Last of the Alphas said:
Women DO want a nice guy.
What they don't tell you, and what they themselves don't even realize is....
Drumroll Please....
They want to see the edgy side of you FIRST
After you've created the attraction - by being edgy - THEN you can begin with the sharing of 'nice gestures'. Etc etc etc.
You're going to fall flat on your face with this "experiment" of yours.
What I've found is that you have to hit it right before you have any long term chance with the hot girl.
Take that to the bank.
So you are saying, create the initial attraction, go on dates, 'be the prize', and then throw in nice gestures?
I've done that, and I do believe those nice gestures and validating her, is somewhat needed to keep this relationship I have alive.
She has earned my attention because I have ignored her constantly, never initiated conversation once, and always remained far from her.
She kind of say's she needs it, and she is an over-thinker. So I'm constantly on her mind, she can't get rid of me. She is always messaging me random thoughts about me, etc.
She wants that closeness in the relationship. I can still be a man, not put her on a pedestal, and be myself.
I'm good with attraction, I'm BEST with maintaining and keeping the relationship, but I fail horribly with somehow transitioning the dating into commitment.
I don't know if I should play hard again, OR show her that closeness. She wants the closeness... she said, and I can feel it that she actually does. Even touching her on a date, she said her body just reacted so well to it, she didn't want me to stop.

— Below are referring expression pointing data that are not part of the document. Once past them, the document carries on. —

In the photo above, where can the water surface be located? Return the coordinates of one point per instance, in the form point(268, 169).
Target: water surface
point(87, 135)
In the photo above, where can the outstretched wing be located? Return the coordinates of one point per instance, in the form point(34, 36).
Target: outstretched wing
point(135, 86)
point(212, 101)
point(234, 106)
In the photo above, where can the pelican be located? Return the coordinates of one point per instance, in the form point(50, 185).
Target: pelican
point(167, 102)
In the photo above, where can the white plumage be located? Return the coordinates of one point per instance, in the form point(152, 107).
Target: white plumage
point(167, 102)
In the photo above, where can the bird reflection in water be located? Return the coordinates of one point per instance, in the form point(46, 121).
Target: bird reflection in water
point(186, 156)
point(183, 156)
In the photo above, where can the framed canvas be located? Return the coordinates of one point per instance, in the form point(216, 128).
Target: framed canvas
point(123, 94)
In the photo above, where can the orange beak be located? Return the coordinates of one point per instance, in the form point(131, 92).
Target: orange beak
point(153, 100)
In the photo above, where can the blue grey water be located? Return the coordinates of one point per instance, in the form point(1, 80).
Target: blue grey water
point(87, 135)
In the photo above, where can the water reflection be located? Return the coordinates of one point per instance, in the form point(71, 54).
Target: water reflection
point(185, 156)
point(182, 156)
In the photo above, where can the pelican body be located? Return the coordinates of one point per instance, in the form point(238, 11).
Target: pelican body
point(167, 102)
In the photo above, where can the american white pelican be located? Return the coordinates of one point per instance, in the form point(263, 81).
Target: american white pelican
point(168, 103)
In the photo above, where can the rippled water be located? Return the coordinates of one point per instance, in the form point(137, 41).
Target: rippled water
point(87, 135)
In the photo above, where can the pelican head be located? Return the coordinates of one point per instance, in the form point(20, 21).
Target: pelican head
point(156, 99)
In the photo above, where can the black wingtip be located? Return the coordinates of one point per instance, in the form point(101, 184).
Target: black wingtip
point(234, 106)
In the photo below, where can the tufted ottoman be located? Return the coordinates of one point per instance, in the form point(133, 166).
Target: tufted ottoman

At the kiss, she was dying to get back out of her car, make me roll down my window, and kiss me a second time.
That part is good -- but do I maintain that 'openness' and let her close it by asking for a committed relationship? OR, do I show her that 'closeness' and basically show her how it is like?
I think the first one would be better - because she is used to me not replying to her message, and then replying to me minutes later. So she constantly closes that communication gap.
So do I still see other women? Obviously! But she says "I can't imagine you liking another girl... I don't want you to make eye contact, flirt, and check out other women. I want you to only look at me."
So -- I feel like that would be an advantage, since she wants to move this to a commitment so I won't date other women.
I don't know, but your comment was good.